名前の好きな人って、冨岡先生だったわけ。

「無理だってわかってたし、先生とどうなりたいとも思ってなかったよ。それでも、好きだっただけで…」

右から左へ抜けていく言葉。
とても辛そうに泣きながらそう言う姿は、俺にとっても酷く辛いものだった。

自分と全然違うタイプだ。
まず思ったのはそれだ。
冨岡先生とそんなに話したことはないが、それでも分かる。
俺とは違うタイプの人間を、名前が好きなんだと。

「…本当に名前はそれでよかったの?」

無理やり言葉にした。
そうでもしないと俺も沈んでしまいそうだったから。
でも全部が嘘でもなくて。
泣いている彼女が、どうしたら救われるのか考え始めている。
どうしたら。


「うん」


名前は泣きながら、大きく頷いた。
そして不器用に笑って「失恋しちゃったー」と呟く。
俺はその顔を見て、どうしても堪えきれなかった。

椅子から立ち上がり机の横を抜け、名前の前に立つ。
まだ潤んだままの瞳をこちらに向けて、名前が首を傾げた。
そのまま俺は名前の肩を掴んで、自分のお腹へ倒す。
ぽふ、という音がして、俺の胸に名前の頭が収まった。

名前は抵抗しなかった。


「俺しか居ないから」
「えっ?」
「嫌いになるまで散々愚痴ればいい。
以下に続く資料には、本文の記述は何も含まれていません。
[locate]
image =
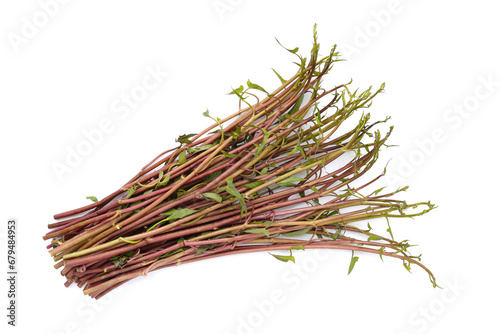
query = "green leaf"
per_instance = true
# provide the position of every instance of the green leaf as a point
(237, 91)
(407, 265)
(213, 196)
(284, 258)
(165, 180)
(92, 198)
(182, 157)
(184, 139)
(279, 76)
(297, 233)
(258, 231)
(288, 181)
(254, 86)
(253, 184)
(389, 229)
(354, 259)
(193, 150)
(231, 189)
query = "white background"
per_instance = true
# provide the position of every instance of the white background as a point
(68, 74)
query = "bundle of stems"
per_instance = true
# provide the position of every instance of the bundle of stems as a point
(275, 175)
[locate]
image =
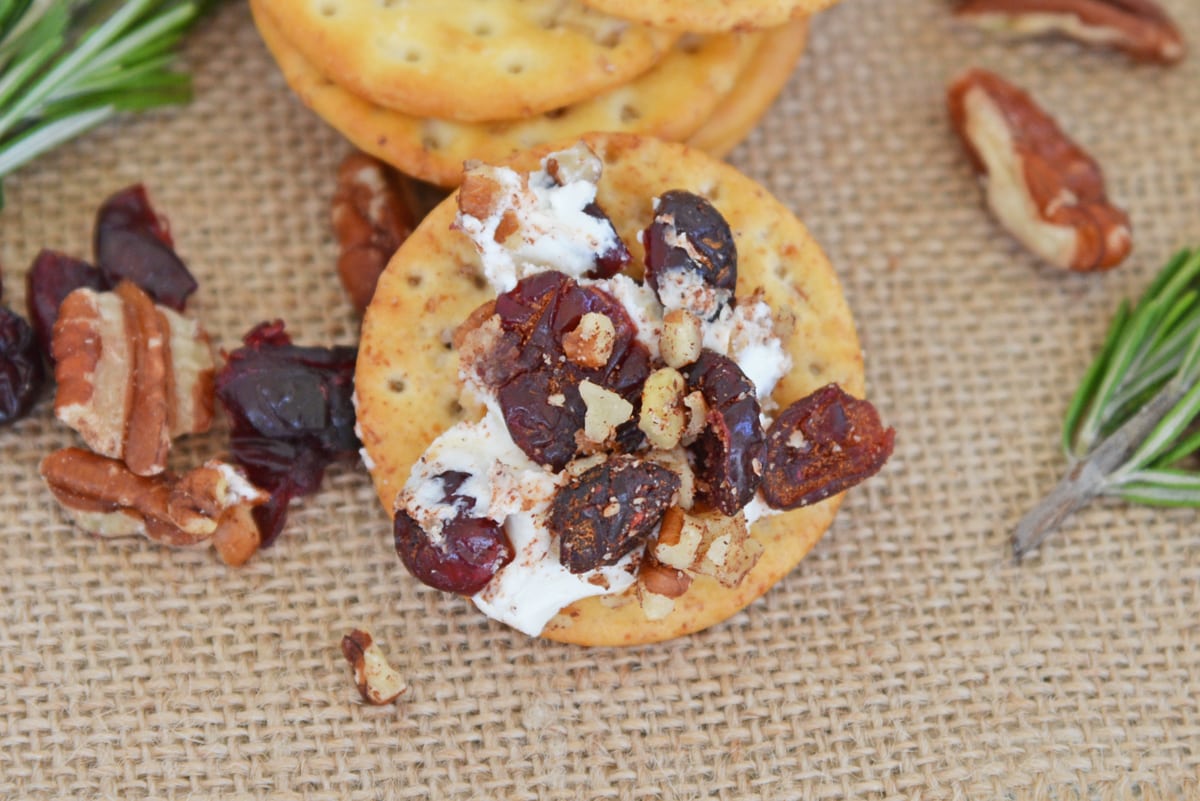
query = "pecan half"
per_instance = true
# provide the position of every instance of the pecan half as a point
(131, 375)
(106, 498)
(1042, 186)
(378, 682)
(1139, 28)
(373, 212)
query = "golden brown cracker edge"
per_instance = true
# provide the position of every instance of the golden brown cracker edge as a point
(407, 372)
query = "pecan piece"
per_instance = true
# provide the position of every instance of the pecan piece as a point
(1139, 28)
(1039, 184)
(373, 212)
(378, 682)
(131, 375)
(106, 498)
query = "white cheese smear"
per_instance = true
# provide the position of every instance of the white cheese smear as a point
(504, 485)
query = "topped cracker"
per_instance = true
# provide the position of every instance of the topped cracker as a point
(408, 391)
(711, 16)
(468, 60)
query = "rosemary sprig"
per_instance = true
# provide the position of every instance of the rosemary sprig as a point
(69, 65)
(1131, 428)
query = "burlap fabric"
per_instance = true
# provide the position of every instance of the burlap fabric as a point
(905, 658)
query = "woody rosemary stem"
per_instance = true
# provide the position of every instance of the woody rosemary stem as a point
(1091, 477)
(1131, 428)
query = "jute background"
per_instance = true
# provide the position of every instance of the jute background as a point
(905, 658)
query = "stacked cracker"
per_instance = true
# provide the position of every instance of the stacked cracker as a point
(429, 84)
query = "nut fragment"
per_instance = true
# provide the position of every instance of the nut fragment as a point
(1140, 28)
(108, 499)
(372, 214)
(658, 586)
(682, 338)
(131, 375)
(589, 344)
(378, 682)
(663, 416)
(605, 411)
(1039, 184)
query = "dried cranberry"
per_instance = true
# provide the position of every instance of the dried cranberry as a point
(606, 512)
(613, 259)
(469, 554)
(731, 450)
(712, 254)
(22, 373)
(538, 387)
(133, 242)
(822, 445)
(52, 277)
(291, 414)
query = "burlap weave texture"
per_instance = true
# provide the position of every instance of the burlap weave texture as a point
(905, 658)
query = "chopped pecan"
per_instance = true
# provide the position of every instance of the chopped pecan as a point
(131, 375)
(106, 498)
(373, 212)
(658, 586)
(1140, 28)
(1039, 184)
(378, 682)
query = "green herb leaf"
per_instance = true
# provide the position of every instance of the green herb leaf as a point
(67, 66)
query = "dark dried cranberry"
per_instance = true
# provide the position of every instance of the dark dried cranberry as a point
(133, 242)
(822, 445)
(291, 414)
(613, 259)
(731, 450)
(610, 510)
(538, 386)
(471, 552)
(52, 277)
(712, 254)
(22, 373)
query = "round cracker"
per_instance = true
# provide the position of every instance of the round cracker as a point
(711, 16)
(407, 371)
(468, 60)
(756, 89)
(671, 101)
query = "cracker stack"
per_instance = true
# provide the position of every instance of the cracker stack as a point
(429, 84)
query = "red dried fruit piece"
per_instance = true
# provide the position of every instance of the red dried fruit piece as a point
(731, 449)
(471, 552)
(690, 234)
(51, 278)
(539, 389)
(610, 510)
(291, 413)
(22, 373)
(821, 445)
(133, 242)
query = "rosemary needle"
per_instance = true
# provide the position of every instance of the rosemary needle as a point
(66, 66)
(1129, 429)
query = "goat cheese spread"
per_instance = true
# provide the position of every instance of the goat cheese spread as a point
(555, 232)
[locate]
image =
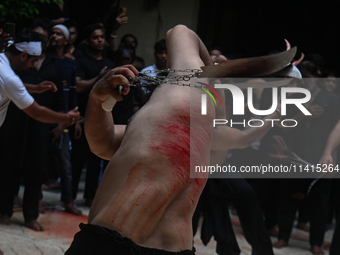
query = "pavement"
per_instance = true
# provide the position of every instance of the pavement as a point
(60, 228)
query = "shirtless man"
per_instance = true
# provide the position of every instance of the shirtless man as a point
(146, 198)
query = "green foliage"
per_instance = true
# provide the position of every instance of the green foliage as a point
(17, 9)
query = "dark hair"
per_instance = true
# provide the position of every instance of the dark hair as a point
(329, 72)
(45, 23)
(25, 35)
(129, 35)
(160, 45)
(124, 51)
(90, 28)
(70, 23)
(216, 48)
(2, 22)
(308, 66)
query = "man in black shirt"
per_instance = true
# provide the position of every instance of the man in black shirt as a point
(89, 67)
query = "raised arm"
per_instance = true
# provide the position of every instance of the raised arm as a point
(332, 143)
(102, 135)
(226, 138)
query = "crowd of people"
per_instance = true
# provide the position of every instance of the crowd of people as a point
(43, 141)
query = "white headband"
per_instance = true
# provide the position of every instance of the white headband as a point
(32, 48)
(64, 30)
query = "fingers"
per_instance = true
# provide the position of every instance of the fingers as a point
(113, 86)
(50, 85)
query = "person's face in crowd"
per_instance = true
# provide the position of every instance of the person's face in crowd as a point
(73, 34)
(214, 53)
(97, 40)
(161, 58)
(130, 40)
(127, 58)
(57, 38)
(41, 31)
(26, 62)
(329, 83)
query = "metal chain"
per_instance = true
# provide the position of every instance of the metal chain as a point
(166, 76)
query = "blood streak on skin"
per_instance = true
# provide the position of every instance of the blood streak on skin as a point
(162, 205)
(176, 145)
(143, 194)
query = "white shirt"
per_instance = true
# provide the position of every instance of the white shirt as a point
(150, 68)
(11, 89)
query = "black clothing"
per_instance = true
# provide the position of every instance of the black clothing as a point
(214, 205)
(67, 67)
(309, 138)
(93, 239)
(24, 143)
(88, 68)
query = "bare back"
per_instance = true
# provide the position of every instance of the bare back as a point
(146, 193)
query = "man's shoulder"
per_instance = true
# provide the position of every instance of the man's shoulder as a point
(6, 71)
(149, 68)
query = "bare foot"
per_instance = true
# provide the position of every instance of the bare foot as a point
(4, 220)
(302, 226)
(273, 231)
(88, 202)
(17, 201)
(34, 225)
(70, 208)
(41, 207)
(317, 250)
(280, 244)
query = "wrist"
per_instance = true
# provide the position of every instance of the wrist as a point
(278, 111)
(72, 119)
(108, 104)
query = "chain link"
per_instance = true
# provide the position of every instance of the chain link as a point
(166, 76)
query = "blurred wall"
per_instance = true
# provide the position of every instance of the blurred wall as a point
(150, 19)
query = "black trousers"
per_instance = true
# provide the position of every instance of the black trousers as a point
(249, 212)
(318, 205)
(80, 155)
(98, 240)
(9, 177)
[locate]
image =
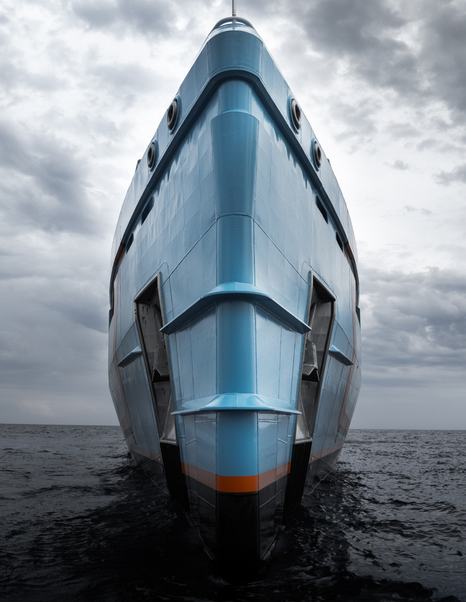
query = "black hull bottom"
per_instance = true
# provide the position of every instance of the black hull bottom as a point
(239, 530)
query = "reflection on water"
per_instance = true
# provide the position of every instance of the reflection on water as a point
(81, 522)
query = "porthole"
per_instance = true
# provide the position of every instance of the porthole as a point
(296, 114)
(316, 154)
(152, 154)
(172, 113)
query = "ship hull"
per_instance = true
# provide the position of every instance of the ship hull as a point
(234, 323)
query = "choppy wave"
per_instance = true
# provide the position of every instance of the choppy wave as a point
(80, 521)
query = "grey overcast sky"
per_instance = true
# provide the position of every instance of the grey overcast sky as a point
(83, 85)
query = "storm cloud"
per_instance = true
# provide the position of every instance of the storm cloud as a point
(383, 84)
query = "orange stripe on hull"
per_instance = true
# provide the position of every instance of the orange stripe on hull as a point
(240, 484)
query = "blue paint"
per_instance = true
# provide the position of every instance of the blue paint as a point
(236, 237)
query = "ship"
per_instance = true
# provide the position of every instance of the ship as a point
(234, 321)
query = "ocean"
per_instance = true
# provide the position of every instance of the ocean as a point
(79, 521)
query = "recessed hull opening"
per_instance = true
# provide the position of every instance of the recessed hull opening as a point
(316, 345)
(150, 321)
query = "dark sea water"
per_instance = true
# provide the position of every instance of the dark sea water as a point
(80, 522)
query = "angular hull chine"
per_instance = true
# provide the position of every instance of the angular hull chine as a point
(234, 335)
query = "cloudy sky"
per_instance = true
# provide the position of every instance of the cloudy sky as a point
(83, 85)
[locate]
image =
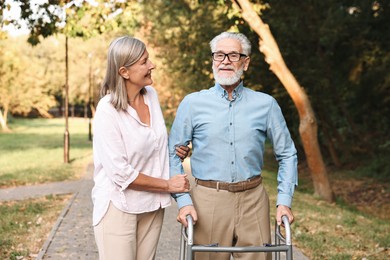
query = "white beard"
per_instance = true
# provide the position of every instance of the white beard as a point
(228, 81)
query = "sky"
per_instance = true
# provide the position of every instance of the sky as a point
(14, 12)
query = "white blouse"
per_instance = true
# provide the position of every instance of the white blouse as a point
(123, 146)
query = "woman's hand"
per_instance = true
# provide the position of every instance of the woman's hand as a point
(182, 151)
(178, 183)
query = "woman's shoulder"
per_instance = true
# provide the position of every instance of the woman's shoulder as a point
(105, 103)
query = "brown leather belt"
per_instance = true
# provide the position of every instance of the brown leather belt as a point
(232, 187)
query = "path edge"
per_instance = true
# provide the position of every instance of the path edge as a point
(53, 231)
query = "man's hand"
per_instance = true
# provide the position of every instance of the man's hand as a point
(178, 183)
(182, 151)
(184, 211)
(281, 211)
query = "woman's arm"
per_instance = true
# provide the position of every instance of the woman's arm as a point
(178, 183)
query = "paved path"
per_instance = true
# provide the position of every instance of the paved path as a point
(72, 235)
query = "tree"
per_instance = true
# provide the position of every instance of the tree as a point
(22, 86)
(308, 123)
(74, 19)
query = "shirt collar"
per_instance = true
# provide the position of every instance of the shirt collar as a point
(237, 92)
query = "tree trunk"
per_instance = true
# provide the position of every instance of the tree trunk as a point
(308, 125)
(3, 121)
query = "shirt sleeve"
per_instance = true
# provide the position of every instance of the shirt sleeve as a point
(109, 147)
(285, 154)
(180, 134)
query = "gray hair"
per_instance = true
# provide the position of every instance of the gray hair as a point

付き合うから」
「……」


一瞬戸惑いを見せた名前だったが、1寸置いてとても小さな声で「…嫌いにはなれないけど、」と漏らして、冨岡先生のここが好きだった、あれがかっこよかった、とポツリとこぼし始めた。
俺はそれらを聞き漏らすことなく、相槌を打った。

「保健室の先生でね…可愛い先生だったの」
「うん」
「とっても、お似合いだった」
「…うん」

今日くらい罵ってもいいのに、
冨岡先生の相手のことをこんな風に言える名前は、本当に馬鹿で阿呆だと思う。
でも俺は、こんな名前だからこそ好きだ。

好きだ。

何度も心の中で呟く。

明日には名前の調子が戻ることを願って、俺はただひたすらに名前の頭を抱きしめ続けた。